Sermaye Piyasası Kurulu’na tanınan, tahsis oranlarını sıfıra kadar indirme veya bir kata kadar arttırma yetkisi de olası sonuçları bakımından izlenmeye değer bir değişiklik. Bu, Kurulca tespit edilen gereklilikler ölçüsünde, yurt içi yatırımcı kotası uygulanmaksızın, halka arz yapılmasının artık teorik de olsa mümkün olduğu anlamına geliyor. Ayrıca, yurt içi yatırımcılara tahsis edilecek alt limitler bakımından sağlanan bu esneklik, yerli ve yabancı yatırımcı oranlarını değiştirecektir. Yılın ilerleyen aylarında, Sermaye Piyasası Kurulu’nun bu yetkisini nasıl kullanmayı tercih edeceğini görebileceğiz.

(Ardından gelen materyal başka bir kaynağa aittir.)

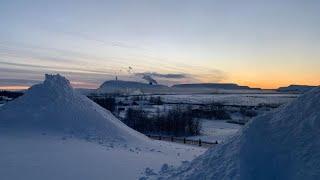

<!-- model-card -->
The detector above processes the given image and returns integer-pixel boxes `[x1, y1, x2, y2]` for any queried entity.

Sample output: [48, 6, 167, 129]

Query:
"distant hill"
[95, 81, 265, 94]
[75, 88, 96, 95]
[172, 83, 260, 90]
[277, 85, 317, 93]
[96, 80, 169, 94]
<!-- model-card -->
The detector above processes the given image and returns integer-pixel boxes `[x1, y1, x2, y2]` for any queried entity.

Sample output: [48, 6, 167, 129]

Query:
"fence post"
[171, 136, 174, 142]
[183, 138, 186, 144]
[159, 136, 161, 140]
[199, 139, 202, 147]
[215, 140, 218, 144]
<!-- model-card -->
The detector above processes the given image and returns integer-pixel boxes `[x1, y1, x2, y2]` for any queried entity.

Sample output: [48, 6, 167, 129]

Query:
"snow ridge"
[152, 86, 320, 180]
[42, 74, 73, 94]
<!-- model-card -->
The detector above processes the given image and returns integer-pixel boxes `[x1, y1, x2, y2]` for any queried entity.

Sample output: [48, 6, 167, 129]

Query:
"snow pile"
[0, 74, 148, 145]
[152, 86, 320, 180]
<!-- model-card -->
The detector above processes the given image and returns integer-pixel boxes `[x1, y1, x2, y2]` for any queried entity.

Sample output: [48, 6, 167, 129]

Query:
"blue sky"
[0, 0, 319, 89]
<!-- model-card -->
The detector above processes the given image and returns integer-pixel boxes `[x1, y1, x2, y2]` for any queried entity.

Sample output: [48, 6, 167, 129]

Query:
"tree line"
[0, 90, 24, 99]
[123, 106, 200, 136]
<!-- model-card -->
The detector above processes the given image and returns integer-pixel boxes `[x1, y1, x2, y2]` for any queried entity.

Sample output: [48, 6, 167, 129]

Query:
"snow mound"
[0, 74, 148, 145]
[154, 86, 320, 180]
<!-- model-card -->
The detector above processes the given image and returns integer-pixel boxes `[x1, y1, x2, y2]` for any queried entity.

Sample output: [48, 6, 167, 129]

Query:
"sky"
[0, 0, 319, 90]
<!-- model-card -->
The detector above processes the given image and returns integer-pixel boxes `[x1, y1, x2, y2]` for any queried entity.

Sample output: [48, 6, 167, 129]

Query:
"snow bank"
[152, 86, 320, 180]
[0, 74, 148, 145]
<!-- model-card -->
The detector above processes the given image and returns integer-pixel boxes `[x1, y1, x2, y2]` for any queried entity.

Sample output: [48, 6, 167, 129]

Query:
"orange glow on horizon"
[70, 81, 98, 89]
[0, 81, 99, 91]
[197, 74, 320, 89]
[0, 79, 319, 91]
[0, 86, 29, 91]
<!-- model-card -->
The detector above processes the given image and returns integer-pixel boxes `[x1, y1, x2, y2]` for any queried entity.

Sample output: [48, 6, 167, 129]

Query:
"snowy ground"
[0, 132, 205, 180]
[189, 119, 242, 143]
[160, 93, 298, 106]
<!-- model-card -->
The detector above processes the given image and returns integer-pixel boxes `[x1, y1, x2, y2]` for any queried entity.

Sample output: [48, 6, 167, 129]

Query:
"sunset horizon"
[1, 1, 320, 180]
[1, 0, 319, 90]
[0, 75, 319, 91]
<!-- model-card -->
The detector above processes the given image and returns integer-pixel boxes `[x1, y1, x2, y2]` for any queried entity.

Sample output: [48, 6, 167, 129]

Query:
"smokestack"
[142, 74, 158, 85]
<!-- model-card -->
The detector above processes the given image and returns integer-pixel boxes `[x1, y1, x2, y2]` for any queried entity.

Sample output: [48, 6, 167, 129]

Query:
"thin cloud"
[0, 79, 41, 86]
[135, 72, 187, 79]
[193, 69, 228, 83]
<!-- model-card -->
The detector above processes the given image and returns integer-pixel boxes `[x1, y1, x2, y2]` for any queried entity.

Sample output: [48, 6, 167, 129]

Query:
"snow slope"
[0, 133, 204, 180]
[151, 86, 320, 180]
[0, 74, 147, 145]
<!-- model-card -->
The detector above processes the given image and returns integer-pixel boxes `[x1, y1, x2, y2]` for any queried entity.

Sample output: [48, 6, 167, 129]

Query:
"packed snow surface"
[0, 74, 205, 180]
[0, 133, 204, 180]
[151, 86, 320, 180]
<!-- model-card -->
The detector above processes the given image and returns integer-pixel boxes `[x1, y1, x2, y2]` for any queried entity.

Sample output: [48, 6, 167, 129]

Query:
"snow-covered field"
[160, 94, 298, 106]
[0, 131, 204, 180]
[189, 119, 242, 143]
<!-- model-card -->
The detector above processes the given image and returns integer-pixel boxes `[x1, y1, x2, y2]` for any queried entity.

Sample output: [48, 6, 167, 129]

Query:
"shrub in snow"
[89, 95, 116, 113]
[123, 106, 200, 136]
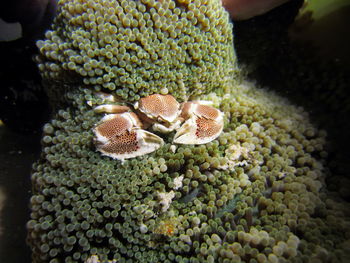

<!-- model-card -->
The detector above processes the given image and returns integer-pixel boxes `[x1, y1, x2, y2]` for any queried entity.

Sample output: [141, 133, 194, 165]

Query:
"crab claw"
[93, 112, 163, 161]
[94, 104, 131, 114]
[173, 102, 224, 144]
[134, 94, 181, 133]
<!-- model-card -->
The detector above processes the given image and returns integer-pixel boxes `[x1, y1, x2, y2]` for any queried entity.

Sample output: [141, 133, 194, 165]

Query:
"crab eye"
[173, 102, 224, 145]
[134, 94, 180, 124]
[93, 112, 163, 161]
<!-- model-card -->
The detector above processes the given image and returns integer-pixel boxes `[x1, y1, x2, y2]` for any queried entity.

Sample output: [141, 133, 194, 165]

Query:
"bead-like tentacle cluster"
[93, 94, 224, 161]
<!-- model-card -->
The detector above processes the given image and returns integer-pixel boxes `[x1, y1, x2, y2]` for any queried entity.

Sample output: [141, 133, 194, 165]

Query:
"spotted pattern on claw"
[195, 118, 222, 139]
[174, 101, 224, 145]
[95, 114, 133, 139]
[93, 112, 163, 161]
[195, 104, 220, 120]
[99, 131, 139, 154]
[136, 94, 180, 123]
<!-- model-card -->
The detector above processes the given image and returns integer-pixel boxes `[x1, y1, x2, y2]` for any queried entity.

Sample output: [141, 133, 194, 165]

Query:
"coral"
[35, 0, 237, 103]
[152, 216, 182, 237]
[27, 0, 350, 262]
[27, 81, 350, 262]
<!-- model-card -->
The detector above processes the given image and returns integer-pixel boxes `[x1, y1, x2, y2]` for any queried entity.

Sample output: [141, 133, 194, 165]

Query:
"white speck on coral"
[235, 160, 249, 167]
[157, 191, 175, 212]
[140, 223, 148, 234]
[188, 211, 197, 216]
[170, 144, 177, 153]
[85, 255, 98, 263]
[85, 255, 100, 263]
[228, 144, 250, 160]
[277, 172, 286, 179]
[173, 175, 184, 190]
[218, 144, 252, 170]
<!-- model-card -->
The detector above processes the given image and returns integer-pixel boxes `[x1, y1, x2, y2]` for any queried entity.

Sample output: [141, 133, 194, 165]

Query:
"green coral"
[36, 0, 237, 103]
[27, 81, 350, 262]
[27, 0, 350, 262]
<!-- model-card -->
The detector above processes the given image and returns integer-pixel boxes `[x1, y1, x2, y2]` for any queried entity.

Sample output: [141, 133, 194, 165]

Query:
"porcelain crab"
[173, 101, 224, 144]
[93, 111, 164, 162]
[92, 93, 224, 161]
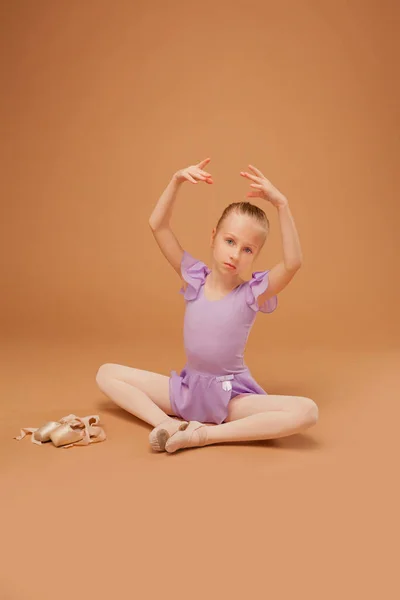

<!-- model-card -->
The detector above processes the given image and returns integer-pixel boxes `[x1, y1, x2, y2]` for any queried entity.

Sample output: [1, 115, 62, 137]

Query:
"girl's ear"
[210, 227, 216, 246]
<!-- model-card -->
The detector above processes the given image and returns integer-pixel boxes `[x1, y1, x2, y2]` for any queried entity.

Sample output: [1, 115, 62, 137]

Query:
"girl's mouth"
[224, 262, 236, 270]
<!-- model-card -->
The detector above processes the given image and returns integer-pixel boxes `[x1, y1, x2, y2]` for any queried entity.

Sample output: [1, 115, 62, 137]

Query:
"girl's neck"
[207, 268, 244, 293]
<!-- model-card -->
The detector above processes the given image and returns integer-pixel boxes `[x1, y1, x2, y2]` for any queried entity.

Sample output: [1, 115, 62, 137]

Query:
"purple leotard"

Halka arzların başarıyla sonuçlandırılma oranında artış hedefleniyor
Tebliğde öngörülen bir diğer önemli değişiklik ise, ihraççıya sermaye piyasası araçlarının halka arz fiyatının veya talep toplanması yöntemiyle satışı halinde fiyat aralığının, satış veya talep toplanma süresinin başlangıç tarihinden önce veya söz konusu süreler içinde, izahname değişikliğine gerek kalmaksızın, aşağı yönlü düzeltilmesine imkân tanınmış olması. Söz konusu düzeltmenin gerçekleştirilebilmesi için bir özel durum açıklaması yapılması yeterli olacak. Bu değişiklik çerçevesinde revize edilebilecek sayılar, yalnızca halka arz fiyatı ve fiyat aralığından ibaret değil; faiz veya iskonto oranlarında da aynı yöntemle değişiklik yapmak mümkün.
Peki bu düzeltme imkânı piyasaya nasıl yansıyacak, uygulamada ne gibi faydalar sağlayacak? Halka arz sürecinde, yatırımcı talebi alt limitine ulaşamayan ihraççı, piyasa koşullarını daha iyi yansıtan daha düşük bir halka arz fiyatı belirleyerek sürece devam edebilecek ve bu şekilde daha çok yatırımcıya ulaşabilecek. Bu sayede, hem halka arz girişimlerinin artması hem de halihazırda sürece başlamış olan halka arz girişimlerinin başarıyla sonuçlanması umut ediliyor.
Sermaye piyasası mevzuatımızda yapılan bu değişikliklerin, halka arzların yurtiçinde tutulması, halka arz sayısının artması ve bu şekilde piyasaların hareketlilik kazanması yönünde olumlu etkilerini gözlemleyebilmek için 2018’in ilerleyen aylarını beklemek gerekiyor.